Like firefighters and police officers, farmworkers have been deemed “critical infrastructure workers,” meaning they will stay on the job even as the pandemic grows. But despite their essential status and a persistent outcry from their advocates, many of their employers, as well as state and federal agencies, have so far failed to address their heightened risk, reports Esther Honig in FERN’s latest story.
Honig writes: “In Immokalee, an agricultural hub in southwest Florida known as America’s “tomato capital,” thousands of farmworkers are busy during the peak of harvest season; many of the fresh tomatoes now in grocery stores — or being delivered to doorsteps— have passed through their hands.
“According to state health officials, between five and nine cases of Covid-19, the disease caused by the virus, have been reported in Immokalee. But even if that number can be trusted, given the lack of testing, it is almost certain to rise in the coming days and weeks. Immokalee is like ‘dry kindling,’ says Nely Rodriguez, a former farmworker who is now an organizer for the Coalition of Immokalee Workers, a human rights organization.
“On April 3, the community spoke up.
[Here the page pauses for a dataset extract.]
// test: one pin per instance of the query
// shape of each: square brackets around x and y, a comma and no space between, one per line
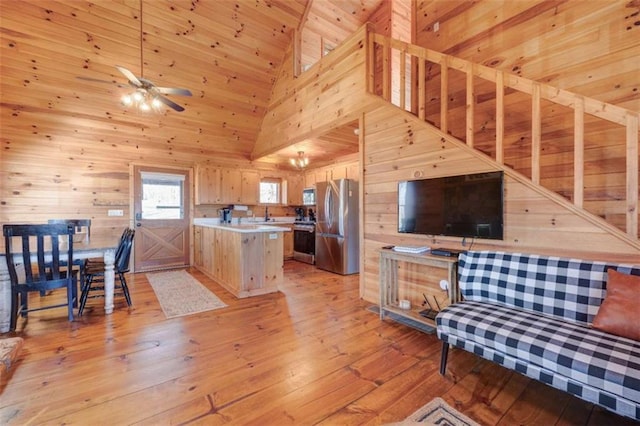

Greg Asbed, a founder of the Immokalee Coalition, published an op-ed in The New York Times in which he was blunt about what this lack of protection will mean: ‘[I]f something isn’t done — now — to address their unique vulnerability, the men and women who plant, cultivate and harvest our food will face a decimating wave of contagion and misery in a matter of weeks, if not days,’ he wrote.
“That same day, the coalition sent a petition to Florida Governor Ron DeSantis urging him to provide farmworkers with gloves and face masks, economic assistance for sick workers, free virus testing and a field hospital — there is not a single hospital bed in Immokalee and the closest facility is 40 minutes away. Many residents do not own cars.”